As technology improved throughout the 1990's, the larger "bricks" disappeared and tiny hand-held phones became the norm.

There are two main technologies used in mobile phones: cellular technology, and satellite technology.

Early mobiles were analog; newer ones are digital.

There are a number of different digital cellular technologies; these include: GSM, CDMA, DECT.

Mobile phone technology is often divided into generations: 1G, 2G, 2.5G, 3G:

All of these technologies were based on cellular technolgy. However, satellite based phones are called mobile phones too.

Major mobile phone manufacturers include Nokia, Ericsson and Motorola.

Many mobile phones support 'auto-roaming', which permits the same phone to be used in multiple countries. However, both countries must use the same mobile system, the same frequencies and there must be an agreement between the two countries' telephone operators.

Americans often call mobile phones 'cellular phones'; this usage is common only in the United States and South Africa, and is in some cases a misnomer.
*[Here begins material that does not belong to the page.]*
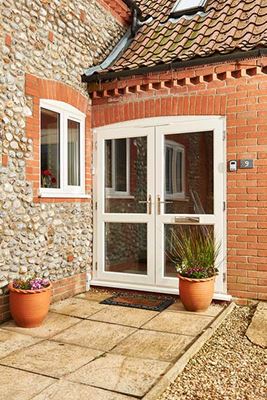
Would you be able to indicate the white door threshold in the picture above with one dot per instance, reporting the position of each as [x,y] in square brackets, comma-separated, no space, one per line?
[147,288]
See cell phone for further discussion.

In the UK, mobile phones are often called simply mobiles. In Germany, they are called Handys.

Mobile phones must be distinguished from portable phones (called cordless phones in the US); with a portable phone the user purchases their own base station, which they connect to a landline, and the range of the phone is generally restricted to one building or so.

Mobile phones do not only support voice calls; they can also send and receive data and faxes (if a computer is attached), sending short messages (Short Message Service), and access the WWW (see WAP).